Study finds that leptin, PAI-1, and hsCRP are positively associated with increasing metabolic syndrome components. Adiponectin was negative associated with increasing MetS. Not a lot of new info here.
Metabolic Syndrome is associated with CAD. No surprise here, but increase in # of metabolic syndrome parameters was associated with increasing % of Triple vessel disease. No surprise that MetS was associated with TNF-alpha, IL-6, IR, and hsCRP.
The results suggest that elderly men with MetS were more susceptible to autonomic dysfunction in association with chronic lead exposure as measured in patella. The modification by MetS is consistent with a role for oxidative stress in lead toxicity on the cardiovascular system.

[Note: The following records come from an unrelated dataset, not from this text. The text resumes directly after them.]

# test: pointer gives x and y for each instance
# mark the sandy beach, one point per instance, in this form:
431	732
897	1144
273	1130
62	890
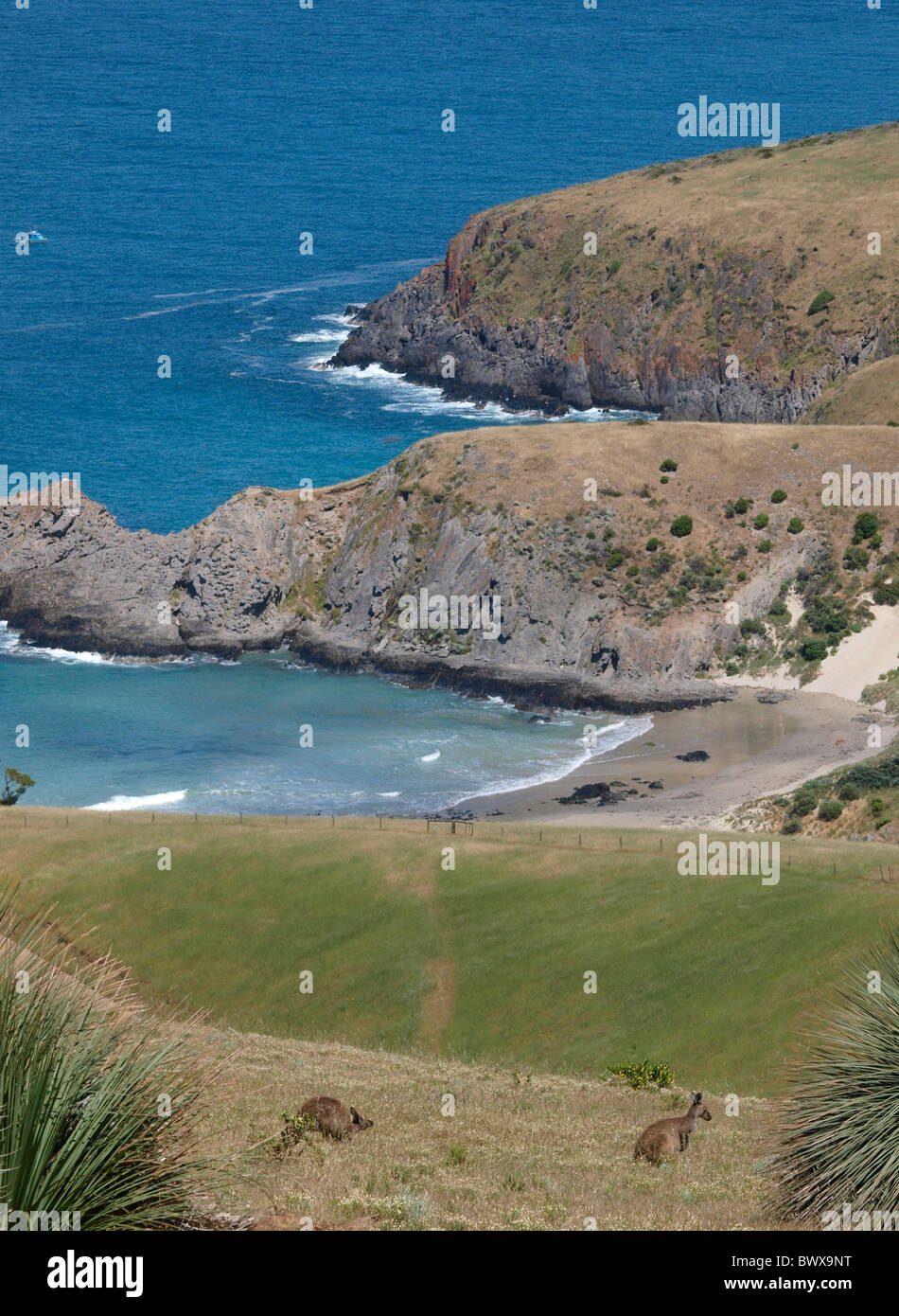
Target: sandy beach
754	746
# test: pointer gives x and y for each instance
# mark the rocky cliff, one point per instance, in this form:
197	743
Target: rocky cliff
687	289
568	530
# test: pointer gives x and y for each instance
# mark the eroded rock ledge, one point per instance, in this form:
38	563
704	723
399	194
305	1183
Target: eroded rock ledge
590	617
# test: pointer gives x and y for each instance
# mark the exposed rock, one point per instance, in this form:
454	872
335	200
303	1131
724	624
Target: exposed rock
650	320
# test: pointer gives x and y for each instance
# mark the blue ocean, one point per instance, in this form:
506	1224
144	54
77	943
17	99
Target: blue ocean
187	245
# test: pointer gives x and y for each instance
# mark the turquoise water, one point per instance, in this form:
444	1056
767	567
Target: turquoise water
185	243
222	738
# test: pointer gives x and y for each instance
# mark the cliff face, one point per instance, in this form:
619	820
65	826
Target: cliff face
691	266
594	599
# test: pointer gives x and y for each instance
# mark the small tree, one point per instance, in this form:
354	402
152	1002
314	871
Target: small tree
680	526
14	785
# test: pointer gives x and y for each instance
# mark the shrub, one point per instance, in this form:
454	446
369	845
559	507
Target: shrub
812	650
14	785
821	300
866	525
825	616
855	559
888	594
840	1120
79	1086
645	1074
803	802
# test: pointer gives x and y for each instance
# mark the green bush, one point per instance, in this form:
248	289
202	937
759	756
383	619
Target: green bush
803	802
838	1124
80	1082
865	526
812	650
888	594
645	1074
821	300
855	559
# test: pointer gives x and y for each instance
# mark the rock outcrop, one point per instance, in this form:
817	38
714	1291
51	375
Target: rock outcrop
683	289
569	586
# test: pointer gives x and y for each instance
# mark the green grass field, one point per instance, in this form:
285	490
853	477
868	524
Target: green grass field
485	962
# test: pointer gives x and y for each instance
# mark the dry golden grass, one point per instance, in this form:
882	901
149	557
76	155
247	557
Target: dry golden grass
807	203
521	1151
868	397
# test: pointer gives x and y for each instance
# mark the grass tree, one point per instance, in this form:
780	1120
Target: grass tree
97	1102
840	1123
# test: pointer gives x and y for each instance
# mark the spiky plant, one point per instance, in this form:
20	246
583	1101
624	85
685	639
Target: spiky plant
86	1082
840	1130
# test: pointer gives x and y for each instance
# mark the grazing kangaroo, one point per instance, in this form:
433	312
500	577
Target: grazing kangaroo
665	1137
334	1119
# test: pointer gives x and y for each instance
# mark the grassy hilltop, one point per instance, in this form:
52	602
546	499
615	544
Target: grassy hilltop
706	974
760	253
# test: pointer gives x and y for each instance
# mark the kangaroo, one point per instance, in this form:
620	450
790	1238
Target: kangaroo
334	1119
665	1137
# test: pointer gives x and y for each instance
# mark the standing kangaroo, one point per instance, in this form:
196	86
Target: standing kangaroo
665	1137
333	1119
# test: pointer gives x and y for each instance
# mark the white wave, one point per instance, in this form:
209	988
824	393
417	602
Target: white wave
408	398
611	736
137	802
339	319
319	336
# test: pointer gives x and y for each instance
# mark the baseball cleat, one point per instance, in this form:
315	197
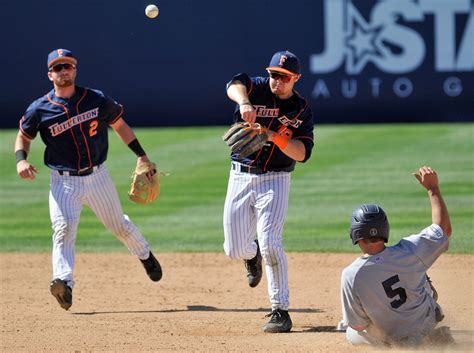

Altered cognitive function found in adolescents with non-IR obesity. This worsened with MetS and type II Diabetes. The statement that there is healthy obesity is in error.
Study finds no improvement with glucose control in diabetics. This study looked at moderately controlled diabetes. Studies have previously shown that poorly controlled diabetes definitely benefits more than those with more mild glucose control problems. Additionally, the Testosterone levels in this study would not have met the definition of low T by other studies. So, the question is did these men need T? Second, did the authors design the study long enough to see changes in the insulin sensitivity and glucose control? Abstract only available and thus I don't have access to that information. Third, and this might support the 2nd point, increased lean mass and decreased fat mass was found. This points to positive metabolic change. Would this have, given more time, resulted in improved glucose control?
No change in visceral adiposity was seen. This finding, also, is not new. Testosterone therapy does not improve visceral adiposity. Though, increasing fat adiposity, low Testosterone, and associated increase in systemic inflammatory cytokine production results in visceral adiposity, Testosterone therapy does reverse the visceral adiposity.